Index

Grouping and Partitioning Data

Java Streams

11.1 Grouping with Collectors.groupingBy()

The Collectors.groupingBy() method is one of the most powerful collectors in the Java Streams API, used to group elements of a stream based on a classification function. It partitions the input elements into a Map whose keys are the classification results, and whose values are collections (or other results) of the grouped elements.

Basic Syntax

Map<K, List<T>> grouped = stream.collect(Collectors.groupingBy(classifier));

You can also specify downstream collectors to change the result collection type (e.g., Set, Map) or perform further reduction.

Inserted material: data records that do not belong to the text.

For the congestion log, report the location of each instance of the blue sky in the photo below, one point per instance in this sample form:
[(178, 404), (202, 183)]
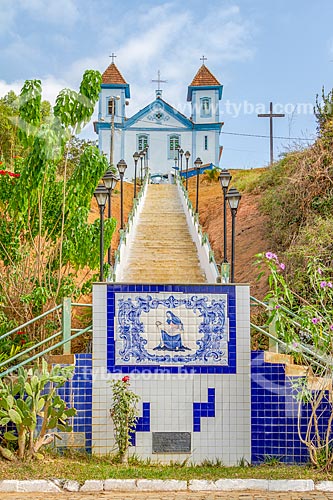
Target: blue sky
[(260, 50)]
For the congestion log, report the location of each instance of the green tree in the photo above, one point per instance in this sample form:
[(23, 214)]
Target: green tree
[(45, 236)]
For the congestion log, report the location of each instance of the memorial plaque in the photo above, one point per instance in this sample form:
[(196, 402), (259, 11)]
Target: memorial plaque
[(171, 442)]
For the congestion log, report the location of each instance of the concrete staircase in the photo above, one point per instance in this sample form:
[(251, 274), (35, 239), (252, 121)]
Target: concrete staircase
[(162, 250)]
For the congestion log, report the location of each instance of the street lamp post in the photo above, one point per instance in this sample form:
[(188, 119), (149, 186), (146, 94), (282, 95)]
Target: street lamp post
[(181, 152), (142, 155), (177, 149), (233, 198), (176, 163), (225, 178), (146, 151), (101, 195), (110, 182), (197, 163), (121, 166), (136, 157), (113, 100), (187, 157)]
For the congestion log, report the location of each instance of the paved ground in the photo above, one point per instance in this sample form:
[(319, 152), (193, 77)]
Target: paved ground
[(240, 495)]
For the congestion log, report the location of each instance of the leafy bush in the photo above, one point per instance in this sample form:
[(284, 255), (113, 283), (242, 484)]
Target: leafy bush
[(30, 395)]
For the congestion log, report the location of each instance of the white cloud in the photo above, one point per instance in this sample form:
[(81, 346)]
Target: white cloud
[(7, 16), (64, 12)]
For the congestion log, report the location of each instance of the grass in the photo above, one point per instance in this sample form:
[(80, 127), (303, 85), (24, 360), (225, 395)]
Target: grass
[(83, 467)]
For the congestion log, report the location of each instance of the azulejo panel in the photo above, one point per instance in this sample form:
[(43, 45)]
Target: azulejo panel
[(174, 328)]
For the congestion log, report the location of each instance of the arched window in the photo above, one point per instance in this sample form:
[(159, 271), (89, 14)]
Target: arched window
[(174, 142), (205, 106), (112, 106), (206, 143), (141, 142)]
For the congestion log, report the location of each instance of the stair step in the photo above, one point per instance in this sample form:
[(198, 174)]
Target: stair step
[(162, 250)]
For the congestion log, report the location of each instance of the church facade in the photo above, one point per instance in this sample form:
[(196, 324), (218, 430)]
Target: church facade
[(159, 125)]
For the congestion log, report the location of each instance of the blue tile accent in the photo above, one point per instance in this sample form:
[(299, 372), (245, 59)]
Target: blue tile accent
[(78, 393), (203, 410), (143, 423), (274, 414), (179, 367)]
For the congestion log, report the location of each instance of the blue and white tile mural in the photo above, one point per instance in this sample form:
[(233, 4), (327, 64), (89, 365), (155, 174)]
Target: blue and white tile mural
[(171, 328), (186, 351)]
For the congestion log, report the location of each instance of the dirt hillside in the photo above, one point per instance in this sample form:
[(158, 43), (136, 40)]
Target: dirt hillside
[(250, 239)]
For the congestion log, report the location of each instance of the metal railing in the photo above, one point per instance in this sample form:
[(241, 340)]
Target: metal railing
[(66, 333)]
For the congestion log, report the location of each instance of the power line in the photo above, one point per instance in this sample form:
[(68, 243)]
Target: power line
[(267, 136)]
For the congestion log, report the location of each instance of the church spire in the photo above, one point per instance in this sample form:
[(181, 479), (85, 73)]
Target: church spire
[(159, 81), (112, 74)]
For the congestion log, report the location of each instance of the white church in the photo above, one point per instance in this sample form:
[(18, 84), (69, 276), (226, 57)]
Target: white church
[(159, 125)]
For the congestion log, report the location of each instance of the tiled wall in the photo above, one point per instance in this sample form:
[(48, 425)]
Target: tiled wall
[(274, 410), (78, 393), (186, 350)]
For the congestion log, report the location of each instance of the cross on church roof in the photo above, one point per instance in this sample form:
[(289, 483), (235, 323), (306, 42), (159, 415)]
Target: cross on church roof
[(159, 81), (113, 56)]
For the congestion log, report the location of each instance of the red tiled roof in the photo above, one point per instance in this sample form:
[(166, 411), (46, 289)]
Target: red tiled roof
[(204, 77), (113, 75)]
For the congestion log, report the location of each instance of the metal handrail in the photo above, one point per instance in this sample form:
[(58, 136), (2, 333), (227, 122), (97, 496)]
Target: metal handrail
[(66, 332), (307, 353), (49, 349), (22, 353), (30, 322)]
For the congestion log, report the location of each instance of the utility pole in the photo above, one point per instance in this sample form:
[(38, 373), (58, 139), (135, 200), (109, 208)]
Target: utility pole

Example 1: Grouping Users by Age Bracket

Suppose we want to group a list of users by their age bracket (e.g., "Youth", "Adult", "Senior"):

import java.util.List;
import java.util.Map;
import java.util.stream.Collectors;

public class GroupingExample1 {
    static class User {
        String name;
        int age;

        User(String name, int age) {
            this.name = name;
            this.age = age;
        }

        @Override
        public String toString() {
            return name + "(" + age + ")";
        }
    }

    public static void main(String[] args) {
        List<User> users = List.of(
            new User("Alice", 23),
            new User("Bob", 45),
            new User("Charlie", 17),
            new User("Diana", 65),
            new User("Eve", 34)
        );

        Map<String, List<User>> groupedByAgeBracket = users.stream()
            .collect(Collectors.groupingBy(user -> {
                if (user.age < 18) return "Youth";
                else if (user.age < 60) return "Adult";
                else return "Senior";
            }));

        System.out.println("Users grouped by age bracket:");
        groupedByAgeBracket.forEach((ageGroup, groupUsers) -> {
            System.out.println(ageGroup + ": " + groupUsers);
        });
    }
}

Output:

Users grouped by age bracket:
Youth: [Charlie(17)]
Adult: [Alice(23), Bob(45), Eve(34)]
Senior: [Diana(65)]

Example 2: Grouping Orders by Status with Different Collection Types

This example groups orders by their status and collects results into a Set to avoid duplicates.

import java.util.List;
import java.util.Map;
import java.util.Set;
import java.util.stream.Collectors;

public class GroupingExample2 {
    static class Order {
        String id;
        String status;

        Order(String id, String status) {
            this.id = id;
            this.status = status;
        }

        @Override
        public String toString() {
            return id;
        }
    }

    public static void main(String[] args) {
        List<Order> orders = List.of(
            new Order("1001", "SHIPPED"),
            new Order("1002", "PENDING"),
            new Order("1003", "SHIPPED"),
            new Order("1004", "CANCELLED"),
            new Order("1005", "PENDING")
        );

        Map<String, Set<Order>> groupedByStatus = orders.stream()
            .collect(Collectors.groupingBy(
                order -> order.status,
                Collectors.toSet()  // Collect into a Set instead of default List
            ));

        System.out.println("Orders grouped by status:");
        groupedByStatus.forEach((status, orderSet) -> {
            System.out.println(status + ": " + orderSet);
        });
    }
}

Output:

Orders grouped by status:
SHIPPED: [1003, 1001]
PENDING: [1005, 1002]
CANCELLED: [1004]

Summary

By mastering groupingBy(), you can transform flat streams into structured maps that reflect the logical organization of your data.

Index

11.2 Multi-level Grouping

Multi-level grouping allows you to group data hierarchically by applying Collectors.groupingBy() multiple times in a nested fashion. This technique produces nested maps, where the value of one grouping is itself a map resulting from a further grouping operation.

Why Multi-level Grouping?

Sometimes, a single classification is not enough. For example:

Syntax Overview

Map<K1, Map<K2, List<T>>> nestedGrouping = stream.collect(
    Collectors.groupingBy(
        classifier1,
        Collectors.groupingBy(classifier2)
    )
);

Here, classifier1 is the outer grouping function, and classifier2 is the inner grouping function applied within each outer group.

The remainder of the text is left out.